Estimation of embedding vectors in high dimensions
- URL: http://arxiv.org/abs/2312.07802v1
- Date: Tue, 12 Dec 2023 23:41:59 GMT
- Title: Estimation of embedding vectors in high dimensions
- Authors: Golara Ahmadi Azar, Melika Emami, Alyson Fletcher, Sundeep Rangan
- Abstract summary: We consider a simple probability model for discrete data where there is some "true" but unknown embedding.
Under this model, it is shown that the embeddings can be learned by a variant of low-rank approximate message passing (AMP) method.
Our theoretical findings are validated by simulations on both synthetic data and real text data.
- Score: 10.55292041492388
- License: http://arxiv.org/licenses/nonexclusive-distrib/1.0/
- Abstract: Embeddings are a basic initial feature extraction step in many machine
learning models, particularly in natural language processing.
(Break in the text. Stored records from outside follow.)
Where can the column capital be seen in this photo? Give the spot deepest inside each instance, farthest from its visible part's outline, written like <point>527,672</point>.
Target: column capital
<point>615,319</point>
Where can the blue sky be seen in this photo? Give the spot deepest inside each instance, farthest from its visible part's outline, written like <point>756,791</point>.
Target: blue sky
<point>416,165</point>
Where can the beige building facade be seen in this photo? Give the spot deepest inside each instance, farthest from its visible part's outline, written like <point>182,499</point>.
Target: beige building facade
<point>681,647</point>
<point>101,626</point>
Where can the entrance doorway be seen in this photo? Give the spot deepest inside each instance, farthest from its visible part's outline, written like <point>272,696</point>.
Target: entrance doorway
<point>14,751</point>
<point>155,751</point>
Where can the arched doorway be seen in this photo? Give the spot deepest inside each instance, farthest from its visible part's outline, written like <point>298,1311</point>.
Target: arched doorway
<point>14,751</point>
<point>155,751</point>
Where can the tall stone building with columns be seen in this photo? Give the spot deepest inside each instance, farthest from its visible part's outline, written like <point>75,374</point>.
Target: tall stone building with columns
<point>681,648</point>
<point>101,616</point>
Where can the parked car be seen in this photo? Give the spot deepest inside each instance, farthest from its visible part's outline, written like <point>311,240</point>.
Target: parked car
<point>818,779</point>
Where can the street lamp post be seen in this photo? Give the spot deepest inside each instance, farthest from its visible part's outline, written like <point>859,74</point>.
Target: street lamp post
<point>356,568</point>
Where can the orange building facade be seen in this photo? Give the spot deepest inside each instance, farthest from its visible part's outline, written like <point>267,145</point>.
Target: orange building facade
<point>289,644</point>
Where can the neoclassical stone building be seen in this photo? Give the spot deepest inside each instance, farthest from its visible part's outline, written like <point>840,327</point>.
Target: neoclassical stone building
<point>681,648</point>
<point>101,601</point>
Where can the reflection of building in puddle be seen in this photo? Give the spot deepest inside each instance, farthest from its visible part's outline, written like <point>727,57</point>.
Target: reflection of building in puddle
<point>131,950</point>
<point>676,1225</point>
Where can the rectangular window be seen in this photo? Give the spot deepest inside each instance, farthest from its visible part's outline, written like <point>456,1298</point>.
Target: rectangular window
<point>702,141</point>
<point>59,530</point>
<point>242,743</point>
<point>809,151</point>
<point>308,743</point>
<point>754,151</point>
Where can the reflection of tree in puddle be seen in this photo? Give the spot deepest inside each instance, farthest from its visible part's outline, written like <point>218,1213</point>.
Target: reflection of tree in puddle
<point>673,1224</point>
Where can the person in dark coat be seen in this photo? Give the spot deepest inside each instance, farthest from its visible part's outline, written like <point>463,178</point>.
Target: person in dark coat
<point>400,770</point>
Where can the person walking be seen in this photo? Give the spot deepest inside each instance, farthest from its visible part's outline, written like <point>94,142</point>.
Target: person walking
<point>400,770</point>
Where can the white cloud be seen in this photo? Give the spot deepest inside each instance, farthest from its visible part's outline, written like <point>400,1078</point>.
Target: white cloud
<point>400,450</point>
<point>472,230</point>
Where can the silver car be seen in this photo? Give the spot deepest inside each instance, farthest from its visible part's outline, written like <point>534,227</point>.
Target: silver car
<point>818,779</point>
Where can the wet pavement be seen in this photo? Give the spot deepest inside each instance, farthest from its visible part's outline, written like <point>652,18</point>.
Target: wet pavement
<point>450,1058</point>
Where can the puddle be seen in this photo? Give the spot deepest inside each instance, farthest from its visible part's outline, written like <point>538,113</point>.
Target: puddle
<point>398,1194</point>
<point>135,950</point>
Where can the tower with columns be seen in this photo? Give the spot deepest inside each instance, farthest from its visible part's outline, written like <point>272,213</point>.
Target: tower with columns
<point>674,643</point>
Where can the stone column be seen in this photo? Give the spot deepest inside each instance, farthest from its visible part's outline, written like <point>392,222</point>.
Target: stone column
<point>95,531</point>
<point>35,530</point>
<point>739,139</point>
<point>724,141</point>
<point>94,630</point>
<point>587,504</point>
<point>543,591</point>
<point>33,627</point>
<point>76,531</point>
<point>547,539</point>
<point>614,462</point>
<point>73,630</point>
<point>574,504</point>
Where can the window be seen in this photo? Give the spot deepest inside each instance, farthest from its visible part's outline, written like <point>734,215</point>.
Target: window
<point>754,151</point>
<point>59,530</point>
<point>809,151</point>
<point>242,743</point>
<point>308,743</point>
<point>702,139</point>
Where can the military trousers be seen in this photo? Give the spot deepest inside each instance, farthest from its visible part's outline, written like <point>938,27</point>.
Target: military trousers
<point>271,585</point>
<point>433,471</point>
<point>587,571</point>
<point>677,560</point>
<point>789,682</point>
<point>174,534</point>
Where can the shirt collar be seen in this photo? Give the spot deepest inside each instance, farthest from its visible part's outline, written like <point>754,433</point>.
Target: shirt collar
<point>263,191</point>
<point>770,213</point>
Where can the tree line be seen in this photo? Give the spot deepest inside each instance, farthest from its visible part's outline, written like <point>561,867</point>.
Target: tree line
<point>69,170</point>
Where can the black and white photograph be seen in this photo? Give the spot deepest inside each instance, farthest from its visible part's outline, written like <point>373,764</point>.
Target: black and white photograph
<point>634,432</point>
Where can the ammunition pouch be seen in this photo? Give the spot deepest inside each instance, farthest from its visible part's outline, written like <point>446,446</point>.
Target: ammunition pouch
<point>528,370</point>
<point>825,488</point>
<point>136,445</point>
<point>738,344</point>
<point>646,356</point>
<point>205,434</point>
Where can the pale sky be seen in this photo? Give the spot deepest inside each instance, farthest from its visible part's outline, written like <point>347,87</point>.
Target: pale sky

An embedding
attempts to map data tokens to a low-dimensional space where similar tokens are
mapped to vectors that are close to one another by some metric in the embedding
space. A basic question is how well can such embedding be learned? To study
this problem, we consider a simple probability model for discrete data where
there is some "true" but unknown embedding where the correlation of random
variables is related to the similarity of the embeddings. Under this model, it
is shown that the embeddings can be learned by a variant of low-rank
approximate message passing (AMP) method. The AMP approach enables precise
predictions of the accuracy of the estimation in certain high-dimensional
limits. In particular, the methodology provides insight on the relations of key
parameters such as the number of samples per value, the frequency of the terms,
and the strength of the embedding correlation on the probability distribution.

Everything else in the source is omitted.